Image above: The paint-by-numbers collection started when I lived in NYC. At first, I got only landscapes. When I moved to California I expanded to sailboats, seascapes and lighthouses along with anything with a local theme: the SF cable car turn-around, the Bay Bridge, generic California missions. Then I started collecting birds and animals. Generally, I try not to get anything without a frame, but because there are some standard sizes, I can sometimes switch out a painting and keep a nice frame. I’ve pretty much stopped collecting them now, although I love to get them as gifts. I think it would be fun to have a whole wall of the same paint-by-numbers painting. And no, I’ve never actually done one myself. Because they mostly use the same color palette, they work well in a group, almost like one big painting. I like that someone designed this “artwork” product for the general public to make.
Image above: This gun pillow belonged to my dad; I think my grandmother must have made it for him when he was a boy. On the shelf is my mom’s old set of Compton’s Pictured Encyclopedia, the 1952 edition. The entry on the moon says, “Men have long dreamed of journeying to the moon. If this were possible, we should find the experience anything but enjoyable.” (Because of the lack of atmosphere, etc.) The collection box reads “Lifeboat” on one side and “Volunteer” on the other. I got it at the always-surprising Portobello Road market in London.
Image above: The living room looking into the office. My grandparents had a similar pair of 1960s gilded Italian candelabras over the couch when I was growing up, but they disappeared years ago. The botanical drawing is by Elizabeth Blackwell from her 1737–39 book, A Curious Herbal. This is Plate 76, Croftswort: “It is reckon’d among the vulnerary plants, being of a drying and binding nature; and is particularly commended for ye swelling of ye scrotum, which is caused by ye falling down of the Intestines into it.” (I am not making this up.)
Image above: This is my hallway gallery. The little blue and yellow painting is by SCUBA. The little fish painting is by my college friend Rachel Bacon. The radio is by Greg Pnut Galinsky. I like vintage umbrellas. This very old wobbly mirror is one of my favorite things in my home.
Image above: That clever little lady’s Derringer is a foamcore prop made by a friend for a sort of vaudeville-type show. I keep adding stuff to this area, as I find little paintings and things I like. I love the tiny trophy fish.

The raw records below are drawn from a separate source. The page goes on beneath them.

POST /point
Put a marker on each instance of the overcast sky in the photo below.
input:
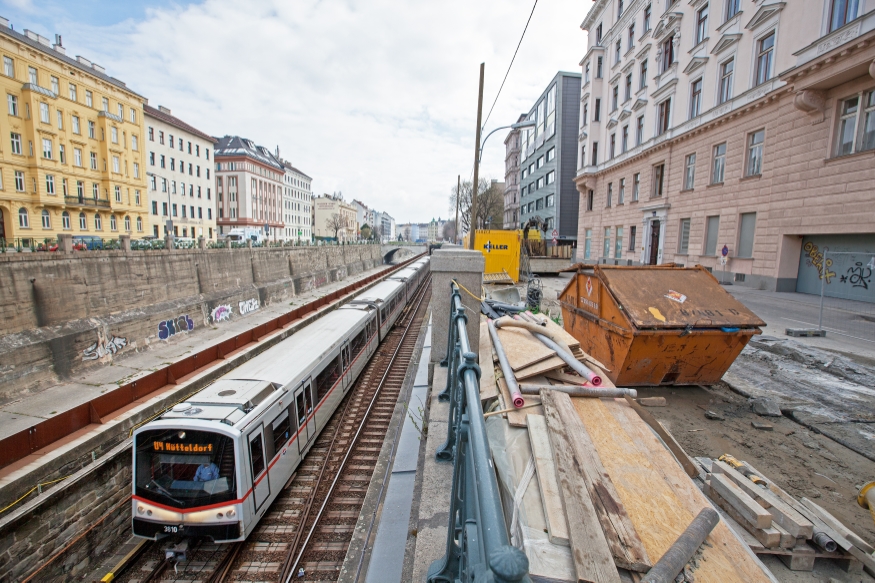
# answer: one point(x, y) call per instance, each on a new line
point(374, 98)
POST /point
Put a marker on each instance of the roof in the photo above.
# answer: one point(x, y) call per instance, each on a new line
point(66, 60)
point(237, 146)
point(176, 122)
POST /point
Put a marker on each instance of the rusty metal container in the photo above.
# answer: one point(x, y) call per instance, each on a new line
point(657, 325)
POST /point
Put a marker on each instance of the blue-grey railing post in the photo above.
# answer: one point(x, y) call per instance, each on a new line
point(477, 540)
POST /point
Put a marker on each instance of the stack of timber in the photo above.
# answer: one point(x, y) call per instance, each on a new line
point(611, 498)
point(772, 522)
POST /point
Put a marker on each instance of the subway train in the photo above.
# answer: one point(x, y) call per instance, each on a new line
point(210, 466)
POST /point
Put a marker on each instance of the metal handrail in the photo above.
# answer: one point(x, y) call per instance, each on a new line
point(478, 548)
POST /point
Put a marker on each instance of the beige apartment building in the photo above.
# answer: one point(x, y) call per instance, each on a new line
point(739, 125)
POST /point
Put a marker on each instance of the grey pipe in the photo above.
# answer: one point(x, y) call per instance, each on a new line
point(578, 391)
point(679, 554)
point(512, 386)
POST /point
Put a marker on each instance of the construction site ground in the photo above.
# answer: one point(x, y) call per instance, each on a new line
point(818, 383)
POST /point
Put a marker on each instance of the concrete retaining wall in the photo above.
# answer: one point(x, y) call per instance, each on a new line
point(66, 313)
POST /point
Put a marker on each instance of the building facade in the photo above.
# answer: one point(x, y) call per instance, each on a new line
point(736, 127)
point(249, 188)
point(179, 170)
point(297, 202)
point(74, 162)
point(512, 178)
point(548, 158)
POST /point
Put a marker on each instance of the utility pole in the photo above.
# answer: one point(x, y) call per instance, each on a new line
point(457, 235)
point(473, 222)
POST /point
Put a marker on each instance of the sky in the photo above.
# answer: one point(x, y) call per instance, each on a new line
point(376, 99)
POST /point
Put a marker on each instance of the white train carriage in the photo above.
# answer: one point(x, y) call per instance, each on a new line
point(211, 466)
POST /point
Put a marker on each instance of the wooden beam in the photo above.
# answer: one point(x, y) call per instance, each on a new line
point(593, 561)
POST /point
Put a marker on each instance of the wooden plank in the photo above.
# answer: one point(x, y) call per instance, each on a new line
point(758, 516)
point(793, 522)
point(767, 537)
point(593, 561)
point(545, 366)
point(659, 496)
point(521, 348)
point(488, 387)
point(545, 469)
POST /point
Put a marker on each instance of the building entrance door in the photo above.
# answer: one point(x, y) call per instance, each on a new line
point(654, 242)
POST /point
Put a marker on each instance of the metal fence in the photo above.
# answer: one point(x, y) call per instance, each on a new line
point(847, 294)
point(477, 538)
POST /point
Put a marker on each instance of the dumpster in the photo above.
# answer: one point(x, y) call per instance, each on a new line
point(657, 325)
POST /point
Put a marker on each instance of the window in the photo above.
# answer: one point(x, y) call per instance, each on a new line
point(606, 251)
point(663, 115)
point(857, 133)
point(658, 179)
point(841, 13)
point(618, 243)
point(765, 52)
point(690, 172)
point(732, 7)
point(725, 92)
point(696, 98)
point(712, 226)
point(755, 153)
point(719, 163)
point(684, 238)
point(702, 24)
point(745, 234)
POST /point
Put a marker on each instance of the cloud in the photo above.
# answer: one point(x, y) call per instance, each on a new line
point(376, 98)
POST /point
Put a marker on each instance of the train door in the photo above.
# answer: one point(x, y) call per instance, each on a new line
point(304, 412)
point(258, 468)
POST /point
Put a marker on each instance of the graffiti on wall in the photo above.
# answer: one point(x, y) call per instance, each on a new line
point(103, 347)
point(168, 328)
point(221, 313)
point(248, 306)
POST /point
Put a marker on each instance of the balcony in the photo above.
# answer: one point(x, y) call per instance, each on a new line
point(87, 201)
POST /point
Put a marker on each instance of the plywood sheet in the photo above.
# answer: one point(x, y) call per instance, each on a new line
point(659, 497)
point(521, 348)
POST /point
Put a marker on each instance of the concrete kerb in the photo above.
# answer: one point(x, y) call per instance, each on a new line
point(75, 454)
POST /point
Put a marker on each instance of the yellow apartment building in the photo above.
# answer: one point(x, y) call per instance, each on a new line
point(72, 155)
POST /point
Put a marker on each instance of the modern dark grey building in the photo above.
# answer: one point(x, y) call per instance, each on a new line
point(548, 158)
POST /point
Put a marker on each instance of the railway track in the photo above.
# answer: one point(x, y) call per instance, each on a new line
point(304, 535)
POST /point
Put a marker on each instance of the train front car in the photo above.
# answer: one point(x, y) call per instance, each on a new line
point(186, 480)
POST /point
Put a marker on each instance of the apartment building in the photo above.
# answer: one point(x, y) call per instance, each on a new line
point(548, 158)
point(179, 174)
point(74, 159)
point(297, 202)
point(249, 187)
point(512, 177)
point(744, 127)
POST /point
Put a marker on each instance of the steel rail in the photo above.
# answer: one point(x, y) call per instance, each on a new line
point(292, 570)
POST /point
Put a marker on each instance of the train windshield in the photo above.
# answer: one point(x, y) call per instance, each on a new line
point(185, 468)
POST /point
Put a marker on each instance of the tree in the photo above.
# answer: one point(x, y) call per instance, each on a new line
point(490, 205)
point(335, 223)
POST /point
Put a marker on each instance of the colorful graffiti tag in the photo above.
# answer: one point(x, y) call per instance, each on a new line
point(168, 328)
point(103, 347)
point(221, 313)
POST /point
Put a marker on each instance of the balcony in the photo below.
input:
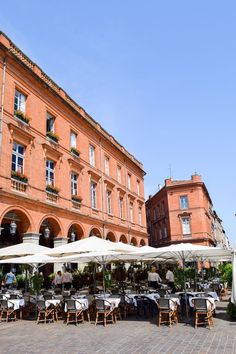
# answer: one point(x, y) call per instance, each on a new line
point(51, 197)
point(18, 186)
point(52, 193)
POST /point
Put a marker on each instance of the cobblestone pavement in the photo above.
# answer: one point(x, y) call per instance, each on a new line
point(133, 336)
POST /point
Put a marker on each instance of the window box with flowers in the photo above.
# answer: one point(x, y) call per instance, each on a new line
point(52, 189)
point(75, 152)
point(22, 117)
point(52, 136)
point(19, 177)
point(76, 199)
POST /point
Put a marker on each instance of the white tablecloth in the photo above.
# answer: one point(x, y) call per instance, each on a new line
point(17, 303)
point(78, 304)
point(210, 303)
point(130, 298)
point(53, 302)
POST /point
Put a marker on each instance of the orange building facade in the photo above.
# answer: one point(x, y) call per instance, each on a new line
point(62, 176)
point(182, 211)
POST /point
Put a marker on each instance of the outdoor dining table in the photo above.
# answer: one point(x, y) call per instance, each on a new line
point(130, 298)
point(78, 303)
point(210, 303)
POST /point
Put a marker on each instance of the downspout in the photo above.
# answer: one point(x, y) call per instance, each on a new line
point(127, 202)
point(2, 102)
point(102, 186)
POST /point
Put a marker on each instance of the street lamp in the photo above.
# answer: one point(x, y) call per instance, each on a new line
point(46, 232)
point(72, 235)
point(13, 228)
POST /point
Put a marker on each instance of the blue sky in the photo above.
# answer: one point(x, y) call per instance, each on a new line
point(158, 75)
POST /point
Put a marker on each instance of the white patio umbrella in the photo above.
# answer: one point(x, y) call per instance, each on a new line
point(89, 244)
point(184, 252)
point(233, 293)
point(22, 249)
point(31, 259)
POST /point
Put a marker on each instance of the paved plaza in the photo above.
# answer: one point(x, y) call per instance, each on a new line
point(131, 336)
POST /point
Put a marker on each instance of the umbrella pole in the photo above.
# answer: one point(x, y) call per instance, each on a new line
point(185, 290)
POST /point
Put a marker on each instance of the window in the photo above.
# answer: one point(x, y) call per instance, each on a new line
point(164, 231)
point(131, 212)
point(129, 181)
point(74, 183)
point(106, 165)
point(119, 174)
point(50, 172)
point(186, 225)
point(140, 216)
point(18, 152)
point(138, 187)
point(121, 207)
point(154, 214)
point(73, 138)
point(92, 155)
point(93, 187)
point(19, 101)
point(108, 197)
point(183, 202)
point(50, 123)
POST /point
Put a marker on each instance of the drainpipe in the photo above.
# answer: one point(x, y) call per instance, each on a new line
point(2, 102)
point(102, 185)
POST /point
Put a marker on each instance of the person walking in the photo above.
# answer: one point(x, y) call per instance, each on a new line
point(154, 279)
point(10, 280)
point(170, 279)
point(58, 280)
point(67, 279)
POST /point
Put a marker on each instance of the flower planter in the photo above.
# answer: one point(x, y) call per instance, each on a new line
point(19, 177)
point(75, 152)
point(53, 137)
point(52, 189)
point(22, 117)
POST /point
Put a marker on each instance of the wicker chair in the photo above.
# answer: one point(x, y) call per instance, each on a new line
point(75, 311)
point(203, 312)
point(167, 309)
point(44, 313)
point(103, 310)
point(7, 311)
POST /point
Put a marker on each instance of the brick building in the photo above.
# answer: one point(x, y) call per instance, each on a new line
point(62, 176)
point(182, 211)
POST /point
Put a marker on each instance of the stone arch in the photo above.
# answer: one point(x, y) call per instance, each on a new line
point(23, 222)
point(55, 230)
point(123, 239)
point(23, 214)
point(95, 232)
point(133, 241)
point(111, 236)
point(78, 230)
point(142, 242)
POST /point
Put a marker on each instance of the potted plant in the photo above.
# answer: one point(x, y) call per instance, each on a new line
point(74, 151)
point(52, 136)
point(21, 115)
point(52, 189)
point(19, 176)
point(76, 198)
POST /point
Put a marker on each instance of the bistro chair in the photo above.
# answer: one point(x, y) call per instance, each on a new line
point(75, 311)
point(167, 311)
point(104, 311)
point(44, 313)
point(7, 311)
point(126, 305)
point(203, 312)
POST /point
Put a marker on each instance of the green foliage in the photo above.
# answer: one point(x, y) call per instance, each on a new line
point(36, 283)
point(226, 273)
point(231, 311)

Image above: Bedroom with painting by Paul Wackers, an arrow from Vogstsmith, and my old girlhood dresser that I will repaint as soon as I can decide on a color. Coral? Teal? Robin’s egg blue? Maybe yellow . . .
Image above: This great 1930s (?) Ruby Queen cigarettes poster is by the Shanghai illustrator Hang Zhi Ying. The handmade lampshade is by my college friend Jil Smith.
Image above: A view from the kitchen. The drawing over the flowers is from Southern Exposure Gallery’s Monster Drawing Rally and is by Weston Teruya. My dad made the wooden shelf/counter/island. It has worked perfectly in five different kitchens.
Image above: The colorful paintings are by the Creativity Explored artist, Vincent Jackson. The pink picnic table stencil drawing is also from Southern Exposure Gallery’s Monster Drawing Rally and is by Nathaniel Parsons. The cut-outs are leftovers from my printmaking process that I sometimes like better than the actual prints.